Our politics is in a stupid place at the moment, obsessed with trivia and score-settling over social and economic debates that are long-past relevant. The tail is wagging the dog. The disconnect highlighted above in Point 5 – between continued economic growth and deteriorating standards of existence – is the circle we are going to have to square. Our economy of “jobs and growth” is coming up against the twin barriers of environmental catastrophe and technological unemployment. This – and the inequality that goes with it – is the legacy of the neoliberalism of the last 40 years and it is a project that is in ruins.
What is needed is not “sensible centrism” but radical and inclusive reinvention to ensure an improving standard of living for those outside the one percent.
The rightwing consolidation (Points 1, 2, 3) is a huge impediment to the reinvention that is needed, steeped as it is in fealty to this now defunct project.
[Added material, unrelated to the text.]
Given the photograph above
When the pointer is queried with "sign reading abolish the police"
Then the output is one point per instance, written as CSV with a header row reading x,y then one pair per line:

Conservatism is currently trying to conserve the worst of the recent past while undermining the best of our long-term history (our democratic institutions and practices). What is needed is not “sensible centrism” but radical and inclusive reinvention around shorter working weeks; government intervention that favours the many rather than the few, including fairer taxation regimes and policies of redistribution; the development of new forms of social organisation that have substance outside of politics itself (a new unionism, if you like); and an embrace of the new technologies of energy, communication and information that at least have the potential to ensure an improving standard of living for those outside the one percent.
Want somewhere to start? Win the fight on clean energy.